Don't stop with awareness: target behavioural change & civic action
Commitment: Climate & biodiversity crisis
Is the contribution to social justice, global equality and planetary wellbeing one of the aims that defines a museum? While the international museum community is still in discord about the answer, there is certainly a growing number of museums and science centres that pick up responsibility for pressing ecological and social matters.
In this session, we try to step beyond the ideological questions and look at how the clear aim to create social or ecological change can lead to innovation in the design of the visitor’s experience and journey. What happens if we not only target awareness but behavioural change? Museums are great starting points to transfer awareness into action. It can lead us to re-think the visitor journey in the exhibition space, advance the design of visitor journeys that last well beyond the physical experience and open new roadmaps for cooperation, networking and common action in our communities.
Facilitator
Head of Research & Development
Session speakers
Project manager and exhibition developer
Positive Psychology delivers not only important insights into what makes us happy as individuals but also how we best flourish in relation to and with others, in organisations and in our societies as a whole. In this session we will give an example of how using this framework can help to design an exhibition for social change: a journey from “me”, the visitor, to the “we” of the actors of social changes and the visitor.
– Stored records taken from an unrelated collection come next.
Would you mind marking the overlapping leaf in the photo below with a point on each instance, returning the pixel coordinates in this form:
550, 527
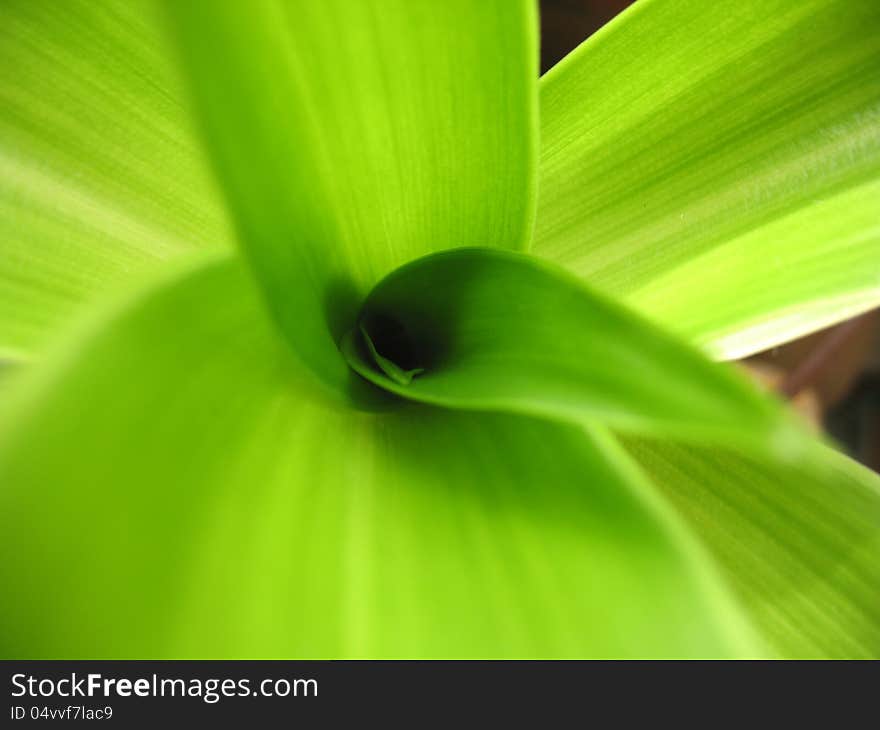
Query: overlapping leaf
483, 329
718, 165
353, 137
188, 496
100, 174
800, 541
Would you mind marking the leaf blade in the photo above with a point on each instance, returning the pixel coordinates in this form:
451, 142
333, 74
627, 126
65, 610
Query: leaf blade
797, 541
496, 330
689, 139
101, 176
364, 135
235, 513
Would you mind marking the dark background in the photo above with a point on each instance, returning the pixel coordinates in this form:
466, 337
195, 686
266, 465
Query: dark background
832, 377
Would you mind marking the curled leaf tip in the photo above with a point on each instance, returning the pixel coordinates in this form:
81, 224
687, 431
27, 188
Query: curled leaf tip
398, 374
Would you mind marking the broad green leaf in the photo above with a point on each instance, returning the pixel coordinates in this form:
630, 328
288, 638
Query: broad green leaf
718, 165
351, 137
183, 493
800, 543
99, 173
485, 329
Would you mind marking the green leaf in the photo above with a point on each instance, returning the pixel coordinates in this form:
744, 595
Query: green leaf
351, 137
188, 495
498, 330
99, 174
799, 542
718, 165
Visitors start where they are, with themselves. They are invited to discover their own potential through hands-on and minds-on interactions. Slowly, they are also connecting with others, peers who light up by combining their potential with meaning and purpose. An emotional connection is built with a cause and its actors. At the exit, visitors are then only one step away from taking action and starting a new engagement journey.
Exhibition Concepts & Didactics Consultant
curiocation - engineering insight
Let's face it: Neither will sound knowledge in climate change science, nor serious problem awareness and not even encouraged individual behaviour make the necessary change to reach the goals envisioned by the Paris 2015 agreement.
PUSH-institutions have so far avoided mixing science and politics. But - if appropriate political action is envisioned to become a key component in driving future policies, who should push it? Doesn't a multilayer problem demand for coordinated efforts across disciplines? Science Centers et al. have an unparalleled reach in public education, why shouldn't they use this potential?
Thomas is going to give some edgy inputs in what respect most climate change activities fail and proposes some new directions to be discussed in the panel.
In response to the planetary emergency, the Natural History Museum has a new mission to create advocates for the planet (people who act on behalf of nature). To achieve this, the Museum has created a theory of change model to link its interventions to intended behavioural outcomes. In this talk, I will discuss how this model has been designed and used as part of a Youth Advisory Panel for the Urban Nature Project. This panel, comprising local young people from ethnically diverse backgrounds, was designed to support them in discussing inequality of access to green space and resulted in the young people discussing these issues with a local environmental minister.